PERRIS, Calif. (KABC) -- A controversial resolution considered by an Inland Empire school district to cut funding to campus police has been postponed indefinitely by the school board.

The resolution being considered by the Val Verde Unified School District in Perris would have cut funding to the school district police department by 30%, as well as require mental health evaluations for any student who is questioned, detained or arrested by an officer.

Critics who spoke out against the resolution accused those in favor of it of attempting to "defund police."

"It's very obvious it's not about money, and it's not about mental health," said Riverside County Sheriff Chad Bianco. "It's very obvious that this is a political agenda from anti-law enforcement activists.

"Rather than being here to defund them, I think we should be here to say thank you."

Dozens of community members, campus police officers, parents and volunteers spoke out against the resolution during the public comment period of the Val Verde Unified School District's board meeting.

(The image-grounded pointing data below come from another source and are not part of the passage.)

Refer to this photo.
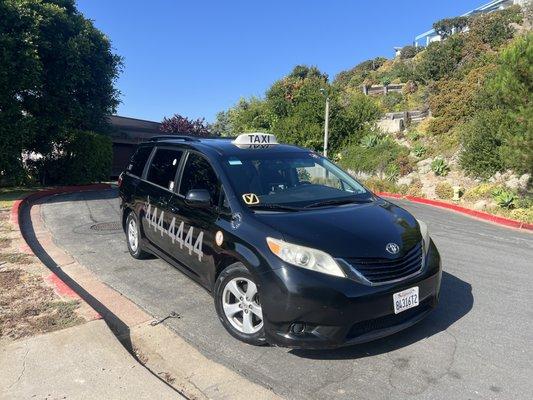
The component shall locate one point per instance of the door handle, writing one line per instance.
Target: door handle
(173, 209)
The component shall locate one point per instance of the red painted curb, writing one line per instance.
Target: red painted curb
(462, 210)
(59, 285)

Not a single person publicly spoke in favor of it.

"If we're defunding the police department, where is the positivity?" asked parent Michelle Easley. "When are we going to take a chance and say the police department can be positive? Why are we always looking at the negative?"

But school board vice president Matthew Serafin, who drafted the resolution, said not enough attention is being paid to the mental health of students.

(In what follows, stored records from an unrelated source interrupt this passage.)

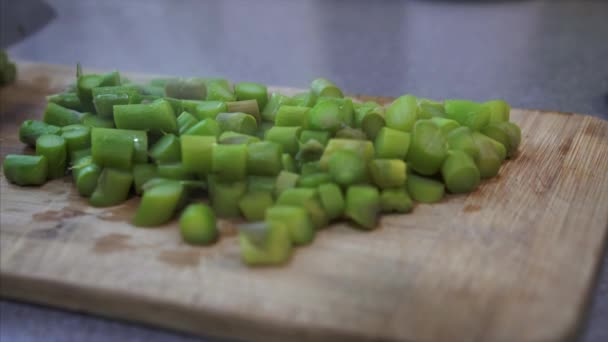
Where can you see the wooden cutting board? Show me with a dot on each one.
(513, 261)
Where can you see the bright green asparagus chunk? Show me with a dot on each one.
(166, 149)
(388, 173)
(191, 88)
(423, 189)
(92, 120)
(362, 205)
(468, 113)
(67, 100)
(264, 158)
(313, 180)
(396, 200)
(77, 137)
(292, 116)
(157, 116)
(307, 199)
(197, 153)
(142, 173)
(105, 98)
(253, 205)
(285, 180)
(30, 130)
(459, 172)
(158, 204)
(60, 116)
(237, 122)
(391, 143)
(297, 221)
(229, 162)
(246, 106)
(273, 250)
(25, 170)
(286, 137)
(54, 148)
(185, 121)
(347, 168)
(234, 138)
(272, 106)
(402, 113)
(252, 91)
(198, 225)
(86, 175)
(112, 188)
(428, 148)
(205, 127)
(462, 139)
(332, 200)
(323, 87)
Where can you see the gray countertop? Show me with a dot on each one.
(549, 55)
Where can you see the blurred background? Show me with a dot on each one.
(550, 55)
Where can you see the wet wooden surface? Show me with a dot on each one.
(512, 261)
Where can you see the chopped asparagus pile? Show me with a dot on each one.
(289, 165)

"I'm very proud of the things we do in this district, but mental health is one we've been lacking," said Serafin. "We really need something big; something that shakes the system. And quite frankly something that people don't like."

Serafin is no stranger to controversy. In March 2015, Serafin was a student and legislative council member at UC Irvine when he drafted legislation that would have removed the American flag from the wall of the Associated Students main lobby. The legislation said, in part, "flags not only serve as symbols of patriotism or weapons for nationalism, but also construct cultural mythologies and narratives that in turn charge nationalistic sentiments."

That decision was later overturned.

"It seems like the main discussion here is policing, and not mental health... That makes me feel sad," said Serafin. "If I could honestly remove (campus police) power to arrest people and only influence the youth's view on police, I would do that quite frankly."

Most school board members indicated concerns they had with the resolution as drafted and hoped to seek additional information from district staff to consider in a future study session.

The decision to postpone the vote on the resolution was unanimous.